August 9, 2021

Slightly Tarnished Silver Linings–Part II

Hello again. Thanks for coming back. And I hope I made you think a little bit last week. (If you didn’t have a chance to read Part I of my blog post and would like to catch up you can access it here.)

I realized I should start by dealing with a possible misconception. I know, I’m Sister Mary Sunshine. But I’m clear: This year has been incredibly tough–for all of us.

Lest you think it’s been all rosy in the Northwest, let me tell you a few things. I’ve been cranky, sad and anxious. I have also been astonishingly unmotivated. There was a time I was achievement motivated–when I cared deeply about deadlines. Although that’s a bit of a vague memory. I’ve instead become intimately acquainted with Sudoku, crossword puzzles, and the New York Times’ spelling bee. Perhaps this is not true for you. I do know people that seem to have been consistently happy during this period. I’m not sure whether to be impressed or disbelieving.

But over and over again, I pull my head up from my Sudoku and remember how much I am still grateful for. So, back to the bright spots of this year. 

  1. I’ve begun focusing on boundaries. Those of you that know me know that this is HARD FOR ME. I’m trying to say no more often, without endless apologies and guilt. Ugh. That said, I’m also trying to say yes–to fun things. Even when I’m tired. I encourage you to read Shonda Rhimes book, The Year of Yes.

  2. I’m also pushing ‘my’ boundaries on those things that I have said I don’t do. Again, taking risks. “I don’t cook”–but now I do, albeit not every night. “I don’t know how to fix things”–thanks to a dear friend (remember the dating part?) I now own a good drill and know how to use it. I even fixed my own toilet. “I can’t grow plants”–I have several beautiful color pots on my patio, and they are still alive. All that may not sound like much to most of you–but I’m not ashamed to say that it’s amazing for me. From what I’ve heard, many of you tried new things this year, or got better at others.

  3. I got healthier. I believed that if I moved someplace where everybody was active that I would become more so. I have and have actually lost weight during Covid. I believed that if I used Noom I would begin eating more healthily–I have. (Thanks, Beth, for recommending that I focus on nutrition instead of dieting.)

  4. I learned that I am more social than I thought. Turns out I can run out of introversion.  I’m so grateful for those that helped me be social last year. I’m even grateful for Zoom. Well, most of the time…

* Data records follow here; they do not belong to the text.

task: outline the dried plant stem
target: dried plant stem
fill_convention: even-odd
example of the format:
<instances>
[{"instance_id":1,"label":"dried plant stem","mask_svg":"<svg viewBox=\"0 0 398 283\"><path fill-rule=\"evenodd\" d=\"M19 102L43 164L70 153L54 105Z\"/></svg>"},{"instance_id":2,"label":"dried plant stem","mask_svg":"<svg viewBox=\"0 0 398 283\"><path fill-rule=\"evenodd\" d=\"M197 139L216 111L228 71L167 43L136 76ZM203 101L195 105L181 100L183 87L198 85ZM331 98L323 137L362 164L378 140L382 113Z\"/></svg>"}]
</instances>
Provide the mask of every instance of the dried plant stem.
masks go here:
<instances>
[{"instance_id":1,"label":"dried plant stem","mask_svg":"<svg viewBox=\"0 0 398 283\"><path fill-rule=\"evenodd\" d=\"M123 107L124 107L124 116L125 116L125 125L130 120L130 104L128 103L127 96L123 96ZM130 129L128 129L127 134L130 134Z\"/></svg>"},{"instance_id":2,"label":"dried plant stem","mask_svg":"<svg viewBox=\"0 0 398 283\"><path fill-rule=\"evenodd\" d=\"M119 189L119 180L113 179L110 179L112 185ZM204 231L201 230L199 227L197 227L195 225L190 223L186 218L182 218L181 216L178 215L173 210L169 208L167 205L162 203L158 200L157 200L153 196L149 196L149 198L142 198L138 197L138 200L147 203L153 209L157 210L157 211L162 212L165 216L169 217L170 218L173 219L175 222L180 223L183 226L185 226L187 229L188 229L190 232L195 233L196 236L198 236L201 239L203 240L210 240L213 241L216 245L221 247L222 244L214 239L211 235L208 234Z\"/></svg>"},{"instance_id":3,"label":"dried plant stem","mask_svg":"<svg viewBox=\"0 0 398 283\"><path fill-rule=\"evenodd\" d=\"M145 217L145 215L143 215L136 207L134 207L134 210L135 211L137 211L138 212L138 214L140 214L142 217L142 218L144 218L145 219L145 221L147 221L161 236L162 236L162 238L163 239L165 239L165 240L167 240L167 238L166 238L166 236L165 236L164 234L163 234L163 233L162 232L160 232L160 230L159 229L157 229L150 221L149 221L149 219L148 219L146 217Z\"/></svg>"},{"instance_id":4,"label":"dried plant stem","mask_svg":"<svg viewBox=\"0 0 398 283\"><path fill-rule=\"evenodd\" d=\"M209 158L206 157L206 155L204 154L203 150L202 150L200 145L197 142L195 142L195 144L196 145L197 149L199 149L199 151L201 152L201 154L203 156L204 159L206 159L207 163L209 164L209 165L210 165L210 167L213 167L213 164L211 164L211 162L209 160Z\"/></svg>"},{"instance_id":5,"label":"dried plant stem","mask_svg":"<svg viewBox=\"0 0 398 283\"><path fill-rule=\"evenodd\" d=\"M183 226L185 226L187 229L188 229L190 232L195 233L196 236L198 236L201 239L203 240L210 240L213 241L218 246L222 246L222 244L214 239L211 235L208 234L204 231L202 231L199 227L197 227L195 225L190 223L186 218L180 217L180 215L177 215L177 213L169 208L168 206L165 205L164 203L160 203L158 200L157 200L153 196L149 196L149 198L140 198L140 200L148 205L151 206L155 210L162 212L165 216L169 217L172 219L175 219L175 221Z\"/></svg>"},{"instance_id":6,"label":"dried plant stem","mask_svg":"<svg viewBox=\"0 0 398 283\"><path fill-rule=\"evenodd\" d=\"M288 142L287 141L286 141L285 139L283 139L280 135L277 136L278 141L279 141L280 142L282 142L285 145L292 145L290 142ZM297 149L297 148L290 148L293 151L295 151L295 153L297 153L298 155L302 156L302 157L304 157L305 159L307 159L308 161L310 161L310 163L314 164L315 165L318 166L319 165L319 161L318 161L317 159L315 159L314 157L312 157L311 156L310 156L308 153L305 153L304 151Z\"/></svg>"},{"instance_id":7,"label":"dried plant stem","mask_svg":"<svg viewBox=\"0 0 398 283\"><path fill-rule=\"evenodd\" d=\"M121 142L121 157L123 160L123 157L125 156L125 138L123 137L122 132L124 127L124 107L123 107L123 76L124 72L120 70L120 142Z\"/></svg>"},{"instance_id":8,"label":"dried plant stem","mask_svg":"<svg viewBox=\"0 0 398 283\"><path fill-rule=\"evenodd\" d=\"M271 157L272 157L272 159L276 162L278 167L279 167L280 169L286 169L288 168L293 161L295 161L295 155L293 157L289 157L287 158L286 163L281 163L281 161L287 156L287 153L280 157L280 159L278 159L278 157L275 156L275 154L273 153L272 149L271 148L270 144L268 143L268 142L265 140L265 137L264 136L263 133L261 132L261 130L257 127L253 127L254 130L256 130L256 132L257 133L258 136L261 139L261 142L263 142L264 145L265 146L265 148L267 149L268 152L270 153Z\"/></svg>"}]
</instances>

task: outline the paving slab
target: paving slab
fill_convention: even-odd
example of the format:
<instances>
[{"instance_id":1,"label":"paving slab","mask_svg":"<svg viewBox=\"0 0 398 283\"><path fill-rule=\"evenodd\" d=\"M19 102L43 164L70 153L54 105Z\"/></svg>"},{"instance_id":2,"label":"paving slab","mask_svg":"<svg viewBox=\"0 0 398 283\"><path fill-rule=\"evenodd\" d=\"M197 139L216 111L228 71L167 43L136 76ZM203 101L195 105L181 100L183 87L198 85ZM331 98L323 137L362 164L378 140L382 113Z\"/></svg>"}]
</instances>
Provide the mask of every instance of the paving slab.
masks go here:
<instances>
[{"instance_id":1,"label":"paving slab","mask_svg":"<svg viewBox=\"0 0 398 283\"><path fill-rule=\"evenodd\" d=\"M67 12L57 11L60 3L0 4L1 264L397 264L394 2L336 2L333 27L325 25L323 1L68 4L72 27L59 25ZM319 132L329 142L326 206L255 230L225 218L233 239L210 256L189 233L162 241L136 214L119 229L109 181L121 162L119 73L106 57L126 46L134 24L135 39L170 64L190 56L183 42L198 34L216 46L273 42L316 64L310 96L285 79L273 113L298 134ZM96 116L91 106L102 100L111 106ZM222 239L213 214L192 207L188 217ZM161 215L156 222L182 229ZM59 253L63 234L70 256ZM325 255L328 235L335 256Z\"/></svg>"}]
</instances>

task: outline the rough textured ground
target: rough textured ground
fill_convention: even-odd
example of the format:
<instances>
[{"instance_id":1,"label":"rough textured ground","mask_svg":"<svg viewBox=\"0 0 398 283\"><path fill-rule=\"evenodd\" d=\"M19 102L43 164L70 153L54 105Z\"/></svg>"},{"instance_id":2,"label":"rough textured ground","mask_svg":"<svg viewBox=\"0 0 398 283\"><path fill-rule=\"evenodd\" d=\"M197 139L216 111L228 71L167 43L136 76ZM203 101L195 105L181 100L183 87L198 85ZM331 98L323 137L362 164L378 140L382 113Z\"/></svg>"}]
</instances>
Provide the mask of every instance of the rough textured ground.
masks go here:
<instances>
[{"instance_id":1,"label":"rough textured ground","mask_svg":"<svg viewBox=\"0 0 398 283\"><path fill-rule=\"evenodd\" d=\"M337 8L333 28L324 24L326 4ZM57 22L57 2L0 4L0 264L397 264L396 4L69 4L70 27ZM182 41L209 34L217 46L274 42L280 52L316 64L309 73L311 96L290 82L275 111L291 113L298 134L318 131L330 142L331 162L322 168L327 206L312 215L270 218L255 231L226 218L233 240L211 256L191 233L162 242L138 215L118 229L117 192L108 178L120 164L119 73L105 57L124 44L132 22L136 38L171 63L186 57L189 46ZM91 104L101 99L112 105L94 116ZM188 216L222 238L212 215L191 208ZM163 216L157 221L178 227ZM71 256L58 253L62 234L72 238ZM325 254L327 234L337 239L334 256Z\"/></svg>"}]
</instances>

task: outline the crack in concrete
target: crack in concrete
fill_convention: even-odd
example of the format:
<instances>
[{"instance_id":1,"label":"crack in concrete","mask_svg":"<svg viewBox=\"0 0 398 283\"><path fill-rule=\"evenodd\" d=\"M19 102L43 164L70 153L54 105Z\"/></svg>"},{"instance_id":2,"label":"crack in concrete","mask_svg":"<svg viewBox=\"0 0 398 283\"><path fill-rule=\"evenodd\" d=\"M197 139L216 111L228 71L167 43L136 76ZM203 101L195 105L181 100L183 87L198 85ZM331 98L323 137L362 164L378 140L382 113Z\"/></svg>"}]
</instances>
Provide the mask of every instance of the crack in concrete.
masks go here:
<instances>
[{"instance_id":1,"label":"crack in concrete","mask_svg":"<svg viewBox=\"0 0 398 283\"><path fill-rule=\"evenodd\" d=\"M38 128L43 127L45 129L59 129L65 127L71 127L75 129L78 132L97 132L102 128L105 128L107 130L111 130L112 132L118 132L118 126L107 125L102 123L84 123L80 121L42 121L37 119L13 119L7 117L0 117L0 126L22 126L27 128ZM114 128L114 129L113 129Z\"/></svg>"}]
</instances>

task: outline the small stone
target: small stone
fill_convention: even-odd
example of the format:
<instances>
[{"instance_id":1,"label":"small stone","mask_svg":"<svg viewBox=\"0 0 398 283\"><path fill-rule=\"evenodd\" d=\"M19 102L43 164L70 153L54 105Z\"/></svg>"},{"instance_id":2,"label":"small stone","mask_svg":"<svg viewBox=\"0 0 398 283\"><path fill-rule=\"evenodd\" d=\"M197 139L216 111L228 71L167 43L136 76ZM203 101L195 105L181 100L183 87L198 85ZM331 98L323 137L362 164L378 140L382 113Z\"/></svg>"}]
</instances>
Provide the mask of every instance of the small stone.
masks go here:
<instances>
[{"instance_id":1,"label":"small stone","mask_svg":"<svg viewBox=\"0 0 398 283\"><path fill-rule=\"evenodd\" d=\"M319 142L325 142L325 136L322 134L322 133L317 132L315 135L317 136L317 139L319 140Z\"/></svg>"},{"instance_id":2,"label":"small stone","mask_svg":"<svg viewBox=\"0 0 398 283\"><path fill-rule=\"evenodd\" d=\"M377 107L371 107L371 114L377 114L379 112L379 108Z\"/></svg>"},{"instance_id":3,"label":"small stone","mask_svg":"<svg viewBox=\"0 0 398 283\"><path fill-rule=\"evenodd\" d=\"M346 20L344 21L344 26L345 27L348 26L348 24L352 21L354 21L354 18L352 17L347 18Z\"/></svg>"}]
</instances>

  5. I have used every shred of mindfulness I have. I smelled countless roses–the flowers here are incredible. I enjoyed the view. I learned to just sit and pet my dog. I did some yoga. I even meditated some. I know I talk about mindfulness a lot, but boy has it been helpful  to me–not only at home, but in the workplace. I became a much better leader when I learned to be present in conversations, rather than thinking about what I wanted to say. 

  6. I found a modest condo with a gorgeous view (yes, trains go by regularly–it’s a small price to pay for the view). I can see the bay from my bedroom and am waking up earlier in the morning to enjoy it. I hope I never get tired of the beauty of this place–the mountains, the hills, the water, the trees, the sunsets, the flowers. Even the rain.

  7. I became clearer about the next chapter of my life. I enjoy being kind-of retired. I love being able to relax and drink coffee in the morning. I can take a break and go hiking. I’m clearer what I want to work on–I’m writing more, speaking more (if via Zoom), and I’m launching an executive coaching business–all with the goal of doing my little part to shape a world where people live wholeheartedly, where social equity and environmental justice are the norm, and where animals and people thrive together.

So that’s me. I could go on and on–which you know. But I want to turn to you. What are your silver linings?  Feel free to email me with your thoughts and/or lists at jogden@canopysp.com.

I’ve heard many of you talk about the bright spots that emerged during this time. How you became closer to your families. How you had time and opportunity to talk with your children about difficult and important things. I’ve heard you talk about what you have learned about leadership. Empathy? The whole person? At work? I’ve been so impressed by people that have stretched their leadership skills during this time. I’ve heard about the amazing things you have wrought within your operations. I so admire you all. 

Now, the challenge for all of us? How we let go of the not-so-good parts of this past year-ish, but keep the good parts? This is true personally, in how we move through the world, and at work. As life begins to get busier, it’s going to be harder. As we all have to re-orient ourselves to operating in a vaccinated country, it’s going to be harder. But remember there were some good things. That we paid dearly to find. Wouldn’t it be “horrible” to forget them? And not have some positive things come from this experience? Whereas we haven’t had much control this past year, *that* is something we have control over.  

One benefit of great change is the opportunity to more easily implement more change. Let’s not miss this opportunity.

Well, thanks for listening. Gotta go–need to take a dog for a hike.